Il malware utilizzato viene collocato in uno spazio virtuale e si comporta come uno skimmer (il lettore su cui si striscia la banda magnetica della carta) anch’esso virtuale, ponendosi così nel mezzo tra quello che vede il cliente e la schermata del sito dove le informazioni devono essere inserite. La tecnologia, a quel punto, cripta i dati prima che vengano inviati al cloud e al negozio online sul quale si sta facendo il proprio acquisto. Le credenziali rubate sono poi utilizzate in modo fraudolento o vendute sul dark web.
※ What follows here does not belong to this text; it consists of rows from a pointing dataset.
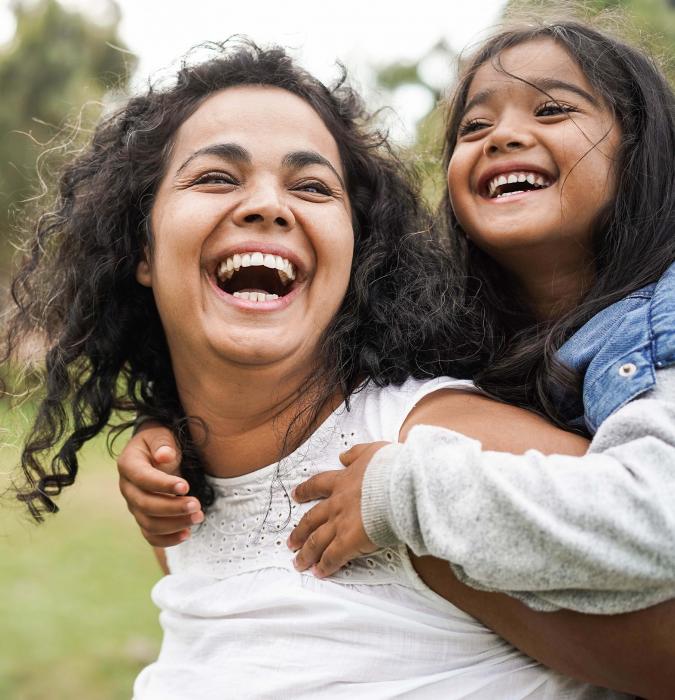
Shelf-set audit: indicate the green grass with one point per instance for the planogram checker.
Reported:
(76, 619)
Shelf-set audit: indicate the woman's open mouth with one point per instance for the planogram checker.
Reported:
(256, 276)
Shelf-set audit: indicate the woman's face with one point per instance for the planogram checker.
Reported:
(534, 160)
(252, 232)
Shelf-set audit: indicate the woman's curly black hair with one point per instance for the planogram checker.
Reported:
(634, 238)
(106, 350)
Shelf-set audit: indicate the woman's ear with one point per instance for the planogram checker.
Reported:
(144, 271)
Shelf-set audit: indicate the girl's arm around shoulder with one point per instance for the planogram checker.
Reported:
(553, 526)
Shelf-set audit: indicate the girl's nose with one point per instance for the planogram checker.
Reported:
(264, 206)
(506, 137)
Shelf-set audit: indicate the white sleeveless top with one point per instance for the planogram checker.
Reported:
(240, 622)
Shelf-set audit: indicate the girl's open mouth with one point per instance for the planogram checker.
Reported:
(255, 276)
(515, 182)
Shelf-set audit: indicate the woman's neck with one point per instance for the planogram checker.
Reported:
(251, 415)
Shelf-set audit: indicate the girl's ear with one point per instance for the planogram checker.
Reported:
(144, 271)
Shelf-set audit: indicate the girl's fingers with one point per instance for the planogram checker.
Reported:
(157, 527)
(166, 540)
(334, 557)
(135, 466)
(353, 453)
(314, 547)
(310, 521)
(156, 504)
(319, 486)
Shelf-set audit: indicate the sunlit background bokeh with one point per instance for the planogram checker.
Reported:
(76, 620)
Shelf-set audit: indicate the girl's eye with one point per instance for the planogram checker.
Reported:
(215, 178)
(554, 109)
(472, 126)
(314, 187)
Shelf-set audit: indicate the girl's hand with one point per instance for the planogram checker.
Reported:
(331, 533)
(155, 495)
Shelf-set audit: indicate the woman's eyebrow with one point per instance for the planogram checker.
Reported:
(544, 85)
(301, 159)
(227, 151)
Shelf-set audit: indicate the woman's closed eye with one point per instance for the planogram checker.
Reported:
(554, 109)
(215, 177)
(313, 187)
(472, 126)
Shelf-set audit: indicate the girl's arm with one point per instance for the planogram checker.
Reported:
(594, 533)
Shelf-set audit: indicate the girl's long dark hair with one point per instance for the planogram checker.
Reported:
(106, 351)
(633, 243)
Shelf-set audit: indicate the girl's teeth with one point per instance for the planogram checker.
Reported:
(512, 178)
(255, 296)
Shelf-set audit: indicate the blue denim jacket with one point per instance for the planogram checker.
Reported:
(619, 349)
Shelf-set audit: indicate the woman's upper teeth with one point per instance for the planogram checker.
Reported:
(534, 179)
(229, 266)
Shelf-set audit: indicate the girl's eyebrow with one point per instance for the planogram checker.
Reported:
(545, 85)
(238, 154)
(227, 151)
(300, 159)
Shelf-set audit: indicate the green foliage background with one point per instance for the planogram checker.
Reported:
(58, 62)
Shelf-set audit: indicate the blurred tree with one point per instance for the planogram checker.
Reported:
(57, 61)
(649, 24)
(433, 72)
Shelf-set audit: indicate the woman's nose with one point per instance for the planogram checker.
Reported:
(264, 206)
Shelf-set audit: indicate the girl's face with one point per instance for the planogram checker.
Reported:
(534, 160)
(252, 232)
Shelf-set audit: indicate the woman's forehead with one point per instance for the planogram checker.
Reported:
(260, 118)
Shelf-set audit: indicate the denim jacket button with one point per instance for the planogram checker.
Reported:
(627, 370)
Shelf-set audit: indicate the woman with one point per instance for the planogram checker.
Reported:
(258, 287)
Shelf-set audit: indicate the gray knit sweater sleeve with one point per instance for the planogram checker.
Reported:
(594, 533)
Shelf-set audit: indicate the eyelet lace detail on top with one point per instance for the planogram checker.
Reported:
(252, 516)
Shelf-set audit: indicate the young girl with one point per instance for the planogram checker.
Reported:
(233, 254)
(561, 195)
(561, 198)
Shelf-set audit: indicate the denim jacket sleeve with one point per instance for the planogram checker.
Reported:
(619, 350)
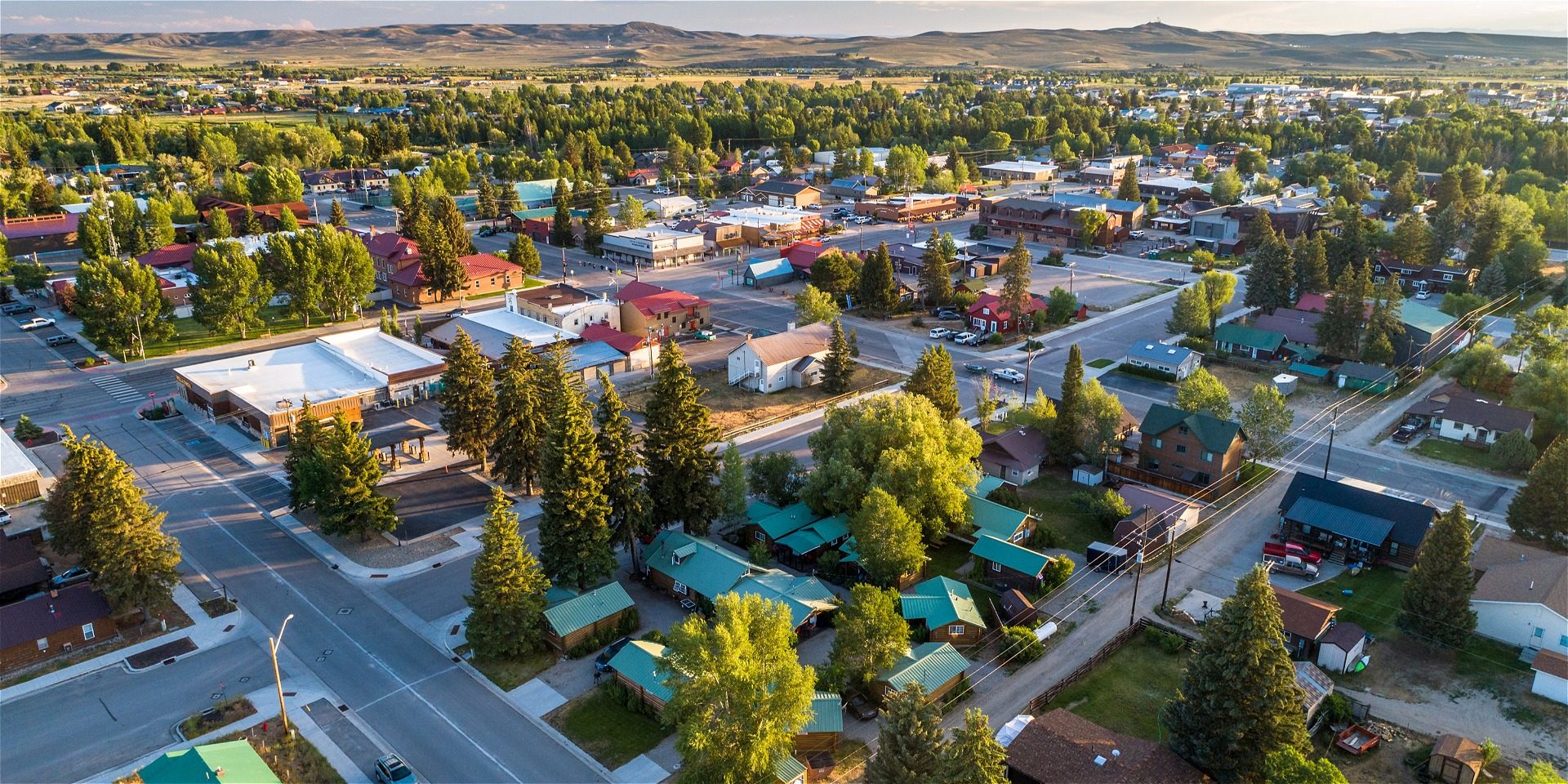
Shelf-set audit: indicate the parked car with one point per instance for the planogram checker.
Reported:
(601, 662)
(71, 576)
(392, 770)
(1293, 549)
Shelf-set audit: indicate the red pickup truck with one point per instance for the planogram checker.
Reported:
(1280, 550)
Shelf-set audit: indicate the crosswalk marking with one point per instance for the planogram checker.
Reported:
(118, 390)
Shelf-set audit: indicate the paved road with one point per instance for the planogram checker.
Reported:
(107, 719)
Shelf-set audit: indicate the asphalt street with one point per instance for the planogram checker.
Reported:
(105, 719)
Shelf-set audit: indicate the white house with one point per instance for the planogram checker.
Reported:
(1178, 361)
(1521, 598)
(1471, 419)
(786, 359)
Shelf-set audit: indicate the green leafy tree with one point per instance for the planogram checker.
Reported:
(1203, 392)
(574, 523)
(676, 434)
(1015, 296)
(468, 400)
(1540, 510)
(888, 540)
(1266, 419)
(1513, 449)
(903, 446)
(524, 255)
(879, 287)
(98, 511)
(739, 690)
(344, 472)
(775, 477)
(623, 463)
(1288, 765)
(974, 756)
(838, 372)
(1218, 289)
(871, 635)
(231, 294)
(507, 588)
(1435, 604)
(933, 380)
(910, 744)
(519, 419)
(1191, 313)
(814, 305)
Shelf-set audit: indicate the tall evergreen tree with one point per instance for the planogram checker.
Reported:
(574, 524)
(1312, 264)
(933, 380)
(1071, 412)
(879, 286)
(1237, 700)
(1540, 510)
(562, 226)
(1015, 286)
(344, 474)
(974, 756)
(468, 400)
(519, 419)
(910, 742)
(1271, 281)
(676, 436)
(507, 588)
(1435, 604)
(838, 372)
(623, 463)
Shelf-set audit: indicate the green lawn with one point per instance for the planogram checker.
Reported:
(1374, 603)
(1051, 501)
(1454, 452)
(1125, 693)
(608, 729)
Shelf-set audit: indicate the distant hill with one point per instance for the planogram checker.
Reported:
(659, 46)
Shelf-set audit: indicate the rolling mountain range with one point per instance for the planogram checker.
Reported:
(659, 46)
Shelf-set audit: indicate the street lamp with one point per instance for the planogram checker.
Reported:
(274, 644)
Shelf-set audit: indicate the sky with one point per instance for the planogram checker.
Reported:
(817, 18)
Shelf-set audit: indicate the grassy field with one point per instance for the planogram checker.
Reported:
(606, 728)
(1051, 499)
(733, 408)
(1125, 693)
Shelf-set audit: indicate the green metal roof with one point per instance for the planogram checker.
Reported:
(995, 519)
(1215, 434)
(927, 664)
(1424, 317)
(941, 601)
(702, 565)
(1010, 555)
(1249, 336)
(826, 714)
(1339, 521)
(577, 612)
(639, 662)
(787, 519)
(240, 764)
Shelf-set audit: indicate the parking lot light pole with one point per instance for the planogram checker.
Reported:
(274, 644)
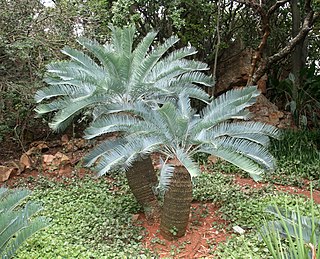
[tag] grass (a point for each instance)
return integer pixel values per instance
(89, 219)
(92, 218)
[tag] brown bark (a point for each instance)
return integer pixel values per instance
(141, 178)
(259, 65)
(308, 22)
(176, 205)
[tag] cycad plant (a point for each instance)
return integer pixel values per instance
(118, 73)
(17, 223)
(175, 131)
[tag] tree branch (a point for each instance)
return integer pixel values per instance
(308, 22)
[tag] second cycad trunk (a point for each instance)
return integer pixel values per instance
(141, 178)
(176, 205)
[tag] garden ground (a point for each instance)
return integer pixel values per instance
(224, 197)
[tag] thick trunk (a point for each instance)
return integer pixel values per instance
(141, 178)
(176, 205)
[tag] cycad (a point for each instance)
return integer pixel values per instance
(175, 131)
(117, 73)
(17, 223)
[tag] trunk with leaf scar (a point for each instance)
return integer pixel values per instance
(176, 205)
(141, 178)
La cosa peggiore, però, è che in questo modo non solo vengono rubati i dati della carta di credito ma è possibile impossessarsi di molte altre informazioni di carattere personale che sono state inserite, come l’indirizzo o la password del sito, rendendo così il numero della carta di credito ancora più interessante e redditizio se venduto sul dark web.

Il miglior consiglio che possiamo dare ai clienti è di utilizzare solo piattaforme di pagamento affidabili, come PayPal, in quanto la probabilità che siano compromesse dai malware è minore”, spiega Paolo Arcagni, System Engineer Manager di F5 Networks Italia. “Queste piattaforme con buona probabilità utilizzano già delle tecnologie antifrode, in grado di proteggere i clienti da questi tipi di attacco. La vera responsabilità, tuttavia, resta nelle mani delle aziende che devono fare di più per garantire che il loro software sia sempre aggiornato, e ridurre così al minimo le opportunità per gli hacker”.